“Btw, I’d like to apologize for Twitter being super slow in many countries,” he wrote on Sunday. “App is doing >1000 poorly batched RPCs (remote procedure calls) just to render a home timeline!”
San Diego-based Twitter developer Eric Frohnhoefer publicly responded to Musk’s tweet, writing, “I have spent ~6yrs working on Twitter for Android and can say this is wrong.”
Musk hit back, “Then please correct me. What is the right number? Twitter is super slow on Android. What have you done to fix that?”
Frohnhoefer responded with a lengthy series of tweets, in which he conceded that “there is plenty of room for performance improvements on Android”.
“However, I don’t think the number of requests is the primary issue,” he said.
“For a cold start of the app there are ~20 requests to load a home timeline. Most of the requests are non-blocking and happen in the background. This includes things like images, user settings, hashflags, etc.”

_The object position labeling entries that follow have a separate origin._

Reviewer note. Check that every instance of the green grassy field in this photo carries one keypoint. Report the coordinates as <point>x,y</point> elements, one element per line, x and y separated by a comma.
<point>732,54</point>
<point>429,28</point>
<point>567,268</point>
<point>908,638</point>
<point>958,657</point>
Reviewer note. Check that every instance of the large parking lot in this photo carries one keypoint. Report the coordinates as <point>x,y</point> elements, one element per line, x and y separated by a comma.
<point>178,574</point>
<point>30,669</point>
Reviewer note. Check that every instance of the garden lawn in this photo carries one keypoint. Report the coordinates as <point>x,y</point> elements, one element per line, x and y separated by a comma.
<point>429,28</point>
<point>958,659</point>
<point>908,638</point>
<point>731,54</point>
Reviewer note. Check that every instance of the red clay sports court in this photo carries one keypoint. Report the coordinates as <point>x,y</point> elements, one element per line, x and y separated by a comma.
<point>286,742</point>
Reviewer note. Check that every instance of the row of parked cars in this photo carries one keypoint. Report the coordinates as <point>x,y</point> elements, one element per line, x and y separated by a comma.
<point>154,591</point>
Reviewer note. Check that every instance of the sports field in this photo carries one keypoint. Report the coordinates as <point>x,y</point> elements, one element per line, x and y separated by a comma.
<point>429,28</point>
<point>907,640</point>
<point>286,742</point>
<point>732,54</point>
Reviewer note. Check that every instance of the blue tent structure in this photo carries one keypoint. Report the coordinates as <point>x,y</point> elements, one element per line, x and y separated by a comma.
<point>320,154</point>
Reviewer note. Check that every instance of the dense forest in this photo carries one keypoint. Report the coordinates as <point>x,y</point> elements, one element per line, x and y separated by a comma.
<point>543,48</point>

He continued, “I think there are three reasons the app is slow. First it’s bloated with features that get little usage. Second, we have accumulated years of tech debt as we have traded velocity and features over perf. Third, we spend a lot of time waiting for network responses.”
Frohnhoefer concluded, “Frankly we should probably prioritize some big rewrites to combat 10+ years of tech debt and make a call on deleting features aggressively.”
One Twitter user chimed in, “I have been a developer for 20 years. And I can tell you that as the domain expert here you should inform your boss privately. Trying to one up him in public while he is trying to learn and be helpful makes you look like a spiteful self serving dev.”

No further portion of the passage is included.